Du bist Familienfrau und seit sieben Jahren Grossmutter. Was bedeutet dir die Familie?

Die Familie ist für mich wirklich das Allerwichtigste. Ich habe einen guten Draht zu meinen Söhnen. Seit sechseinhalb Jahren hüte ich nun mein Grosskind Diego regelmässig in Zürich-Oerlikon. Lustig, ich habe ja die «Stifti» in Zürich gemacht. Der Kreis schliesst sich. Zürich bietet sehr viel für junge Familien, es ist sehr lebenswert!

Unsere erste Standardfrage: Was gefällt dir besonders an Spiez?

Die Lebensqualität, das Licht, der Niesen, der See. Das Höchste für mich ist, vom Schattebedli aus in den See hinaus zu schwimmen, so weit, wie’s geht. Spiez ist von der Grösse her gut, man kennt sich. Man ist wohlwollend bei der Gemeinde, auch das Spiez Marketing arbeitet sehr gut. Es läuft wirklich sehr vieles sehr gut. Und unbedingt erwähnen muss ich die Riesenchance, die wir nun haben mit dieser KulturKapelle9! Wenn wir diese Chance nicht nutzen, ist sie vorbei.

Und die zweite: Was würdest du ändern in Spiez, wenn du wünschen dürftest?

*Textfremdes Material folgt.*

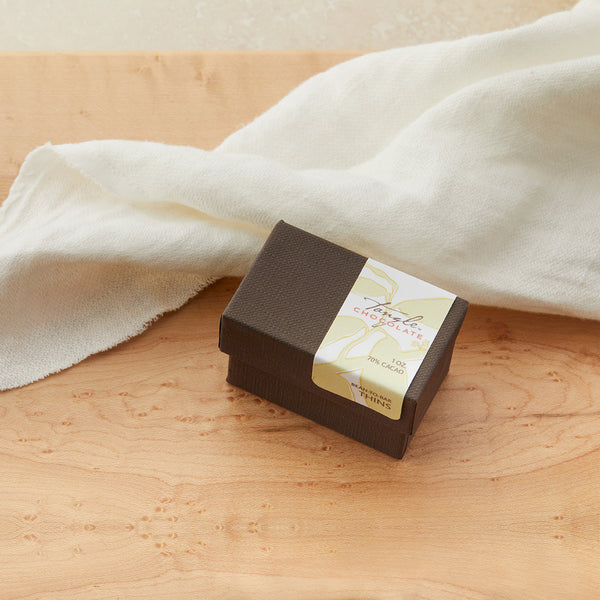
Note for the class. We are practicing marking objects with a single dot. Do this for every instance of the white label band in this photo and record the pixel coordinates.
(379, 338)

Man sollte Inseln schaffen, wo man sich einfach aufhalten kann – ein Dorfzentrum! Eine Möglichkeit bietet sich an der Bahnhofstrasse, mit dieser Terrasse. Vielleicht könnte man sie noch etwas ausbauen.

Interview und Fotos: Jürg Alder

Ältestes von acht Bauernkindern im Aargau

Man kennt sie von der Bibliothek und der Ludothek, vom Kulturspiegel, dem Turnverein, dem Dorfhus, der Alterskommission, SpiezSolar und vielen andern Vereinigungen. Manche liessen ihre Website von ihr aufbauen – von Louise Bamert. Aufgewachsen ist die 1948 Geborene in einer katholisch geprägten Bauernfamilie im aargauischen Jonen im Freiamt als ältestes von vier Mädchen und vier Knaben. Eine Schwester und ein Bruder starben als junge Erwachsene bei Unfällen. Louise lernte Telegrafistin und Telefonistin, bildete sich später weiter im grafischen Gewerbe und in der Informatik, arbeitete in Werbeagenturen, Litho-Betrieben, Druckereien und Verlagen.1969 heiratete sie den SBB-Stationsbeamten Hans Bamert. Die Familie mit ihren Söhnen Bernhard und Othmar wohnte in Wettingen und Fislisbach. Als Hans Bamert eine Stelle bei der SBB-Verwaltung in Bern fand, zog die Familie 1980 in ein eigenes Haus nach Spiez. Bernhard wurde Grafiker und Musiker, Othmar studierte Betriebswirtschaft. 1997 liessen sich Hans und Louise scheiden, «in gutem Einvernehmen», wie Louise betont. Vor ihrer Pensionierung 2012 war sie bei der Weber Verlag AG im Gwatt tätig. Sie engagierte sich in zahlreichen Projekten, unter anderem im Claro-Laden und im Verein Bibliothek und Ludothek Spiez, insbesondere für den 2014 realisierten Neubau. 2012 bis und mit 2015 vertrat sie das Freie Spiez (FS) im Grossen Gemeinderat (GGR). In ihrer Freizeit liest Louise sehr gerne, vor allem Krimis und Romane. Alleine unternahm sie zahlreiche CamperReisen nach Dänemark, Frankreich, Griechenland und Italien, sie besuchte auch ihren Bruder in den USA. Louise geniesst es sehr, als Grossmutter regelmässig den siebenjährigen Diego in Zürich zu hüten.